Il nuovo governatore dello Stato americano dell’Arizona, Katie Hobbs, ha annunciato la sospensione di tutte le esecuzioni e l’avvio di un processo di revisione dei protocolli sulla pena di morte.
La revisione fa seguito a un ordine di Hobbs, che venerdì ha firmato un ordine esecutivo che crea un commissario indipendente per «supervisionare e fornire trasparenza al processo della pena di morte in Arizona». Hobbs ha giurato il 2 gennaio ed è il primo governatore democratico dell’Arizona dal 2009.
«È ora di affrontare il fatto che questo sistema ha bisogno di una migliore supervisione su molti fronti, sempre con la collaborazione del Dipartimento di Correzione, Riabilitazione e Recupero che ora dirigo», ha detto Hobbs.
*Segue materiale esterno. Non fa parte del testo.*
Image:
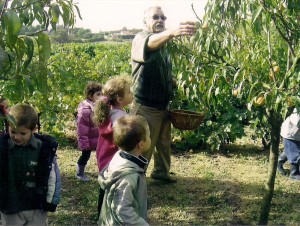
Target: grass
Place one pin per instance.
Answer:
(219, 188)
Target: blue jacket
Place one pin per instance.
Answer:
(46, 191)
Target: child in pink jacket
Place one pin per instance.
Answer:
(87, 132)
(116, 96)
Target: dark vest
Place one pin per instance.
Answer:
(44, 165)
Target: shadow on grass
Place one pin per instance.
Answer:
(197, 201)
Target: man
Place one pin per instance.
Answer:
(153, 85)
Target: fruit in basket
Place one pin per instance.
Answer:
(196, 25)
(259, 100)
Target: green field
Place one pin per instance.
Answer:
(213, 188)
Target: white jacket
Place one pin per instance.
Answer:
(290, 128)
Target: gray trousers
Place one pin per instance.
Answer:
(160, 134)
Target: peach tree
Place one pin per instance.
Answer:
(242, 66)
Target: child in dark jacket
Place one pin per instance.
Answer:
(4, 109)
(110, 107)
(29, 175)
(123, 179)
(87, 132)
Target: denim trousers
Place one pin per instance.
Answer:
(292, 150)
(160, 134)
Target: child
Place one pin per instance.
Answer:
(290, 131)
(87, 132)
(29, 174)
(124, 182)
(116, 95)
(4, 110)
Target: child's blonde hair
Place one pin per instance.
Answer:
(91, 88)
(113, 88)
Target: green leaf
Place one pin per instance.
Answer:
(256, 14)
(30, 50)
(55, 12)
(11, 24)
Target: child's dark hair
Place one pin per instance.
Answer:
(91, 88)
(2, 99)
(128, 131)
(24, 115)
(113, 88)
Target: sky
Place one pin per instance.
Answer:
(109, 15)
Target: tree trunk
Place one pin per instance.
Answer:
(275, 121)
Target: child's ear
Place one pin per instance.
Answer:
(119, 100)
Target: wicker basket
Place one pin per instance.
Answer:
(186, 120)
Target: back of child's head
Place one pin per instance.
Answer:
(91, 88)
(3, 105)
(113, 88)
(128, 131)
(24, 115)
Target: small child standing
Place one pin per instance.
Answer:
(87, 132)
(116, 95)
(29, 175)
(4, 110)
(124, 182)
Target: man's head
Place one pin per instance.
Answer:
(25, 123)
(154, 19)
(132, 132)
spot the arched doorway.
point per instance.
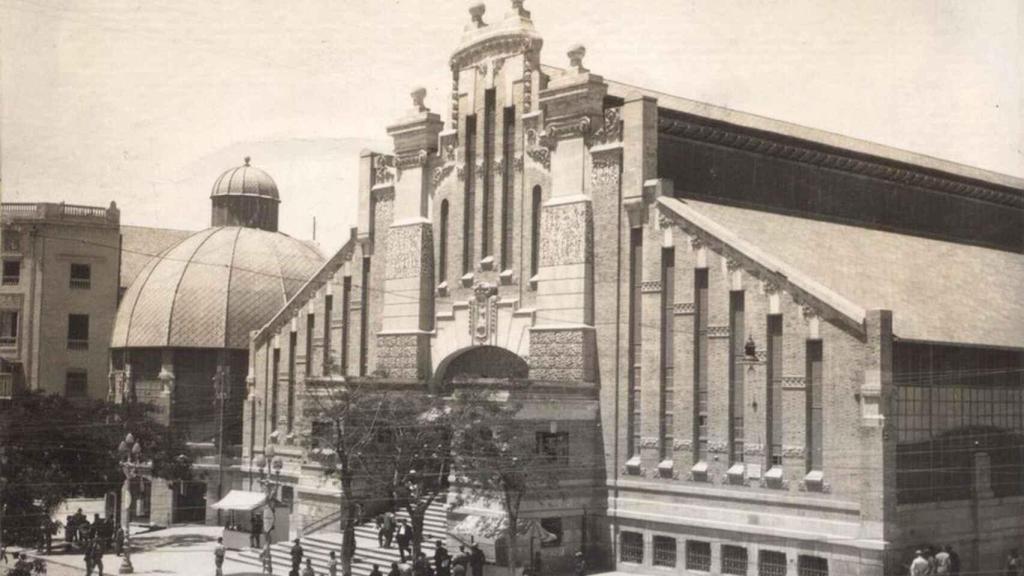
(481, 363)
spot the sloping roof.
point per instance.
(141, 244)
(211, 289)
(938, 291)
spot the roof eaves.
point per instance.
(302, 294)
(718, 236)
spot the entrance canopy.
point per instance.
(241, 500)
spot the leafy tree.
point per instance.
(57, 449)
(497, 457)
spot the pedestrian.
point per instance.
(442, 562)
(296, 558)
(256, 530)
(920, 566)
(218, 557)
(579, 565)
(332, 565)
(97, 557)
(942, 562)
(476, 560)
(388, 526)
(1013, 564)
(89, 562)
(461, 560)
(953, 561)
(403, 536)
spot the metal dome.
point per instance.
(211, 289)
(245, 180)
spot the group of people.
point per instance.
(928, 562)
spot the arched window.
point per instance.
(535, 233)
(442, 245)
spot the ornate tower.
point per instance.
(245, 197)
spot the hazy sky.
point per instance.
(145, 103)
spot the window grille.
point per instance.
(698, 556)
(812, 566)
(76, 383)
(631, 548)
(734, 560)
(78, 331)
(771, 563)
(665, 551)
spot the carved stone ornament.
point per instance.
(483, 314)
(442, 172)
(611, 129)
(383, 168)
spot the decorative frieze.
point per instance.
(396, 356)
(566, 234)
(559, 355)
(650, 287)
(683, 309)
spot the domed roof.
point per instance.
(212, 288)
(245, 180)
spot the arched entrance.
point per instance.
(481, 363)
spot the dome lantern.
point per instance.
(245, 196)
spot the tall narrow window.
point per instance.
(468, 205)
(274, 378)
(700, 364)
(328, 304)
(736, 375)
(508, 156)
(293, 340)
(486, 222)
(365, 321)
(668, 352)
(535, 232)
(442, 245)
(815, 417)
(346, 305)
(635, 335)
(774, 409)
(310, 326)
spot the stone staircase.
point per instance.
(317, 546)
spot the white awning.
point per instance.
(241, 500)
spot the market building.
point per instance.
(180, 338)
(787, 351)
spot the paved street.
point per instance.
(185, 550)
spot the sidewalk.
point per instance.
(184, 550)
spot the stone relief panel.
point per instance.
(558, 355)
(566, 234)
(397, 355)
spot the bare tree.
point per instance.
(498, 456)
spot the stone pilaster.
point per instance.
(403, 342)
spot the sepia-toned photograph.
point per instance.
(512, 288)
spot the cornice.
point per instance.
(738, 139)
«L’Arizona ha una storia di esecuzioni sbagliate che hanno messo in discussione i protocolli di esecuzione del Dipartimento e la mancanza di trasparenza», ha aggiunto.
Il procuratore generale dello Stato Kris Mayes, recentemente eletto dal Partito Democratico, ha spiegato che la moratoria riguarda anche un condannato per omicidio che ha chiesto di essere giustiziato ma ha poi ritirato la richiesta.
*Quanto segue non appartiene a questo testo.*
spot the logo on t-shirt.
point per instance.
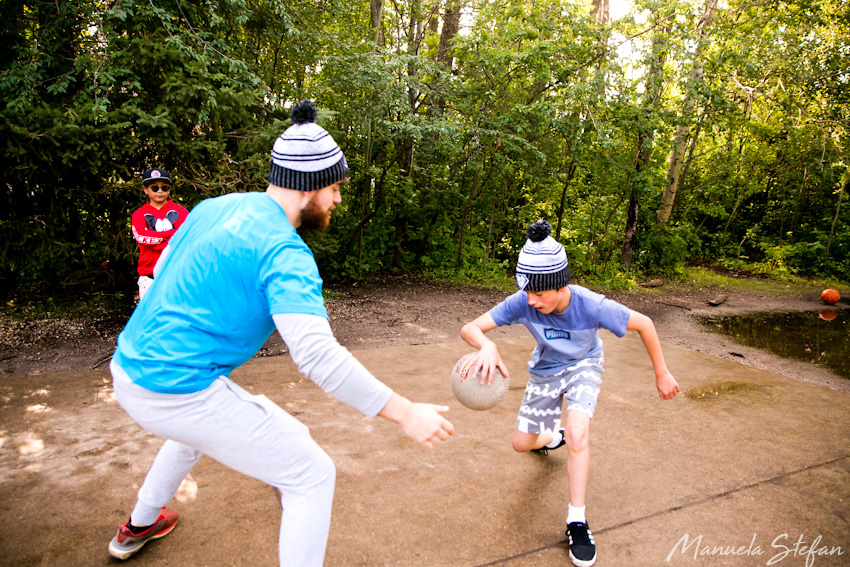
(552, 334)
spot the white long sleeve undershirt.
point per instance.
(327, 363)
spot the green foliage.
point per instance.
(536, 110)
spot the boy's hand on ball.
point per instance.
(487, 361)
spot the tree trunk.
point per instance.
(376, 8)
(654, 90)
(834, 220)
(469, 200)
(680, 139)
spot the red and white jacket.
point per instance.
(152, 228)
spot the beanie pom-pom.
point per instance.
(303, 112)
(538, 231)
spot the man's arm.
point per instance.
(664, 381)
(322, 359)
(488, 358)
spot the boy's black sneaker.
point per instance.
(544, 450)
(582, 548)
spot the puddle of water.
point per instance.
(821, 338)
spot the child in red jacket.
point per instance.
(155, 223)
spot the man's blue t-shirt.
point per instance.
(234, 263)
(564, 338)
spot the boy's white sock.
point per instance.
(576, 514)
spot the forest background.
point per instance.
(650, 135)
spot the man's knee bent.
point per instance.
(577, 437)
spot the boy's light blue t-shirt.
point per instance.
(234, 263)
(563, 339)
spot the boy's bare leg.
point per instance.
(524, 442)
(577, 434)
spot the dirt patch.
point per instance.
(394, 311)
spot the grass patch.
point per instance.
(720, 389)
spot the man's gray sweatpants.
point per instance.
(247, 433)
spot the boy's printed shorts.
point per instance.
(541, 405)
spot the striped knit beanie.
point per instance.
(542, 263)
(305, 157)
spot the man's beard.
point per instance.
(313, 217)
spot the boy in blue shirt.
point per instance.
(567, 363)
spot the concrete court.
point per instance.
(740, 477)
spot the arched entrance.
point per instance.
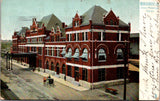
(57, 68)
(47, 65)
(52, 66)
(76, 73)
Attualmente ci sono 110 prigionieri nel braccio della morte. L’anno scorso sono state eseguite tre esecuzioni. La prima risale a maggio ed è stata la prima dal luglio 2014. Il prigioniero ha inspirato con grande difficoltà più di 600 volte prima di morire. Anche le esecuzioni tramite iniezione letale hanno causato problemi a causa della mancanza di forniture.
Il Centro di informazione sulla pena di morte, un’agenzia non governativa con sede a Washington, ha riferito che il 35% dei tentativi di esecuzione dello scorso anno erano «visibilmente problematici».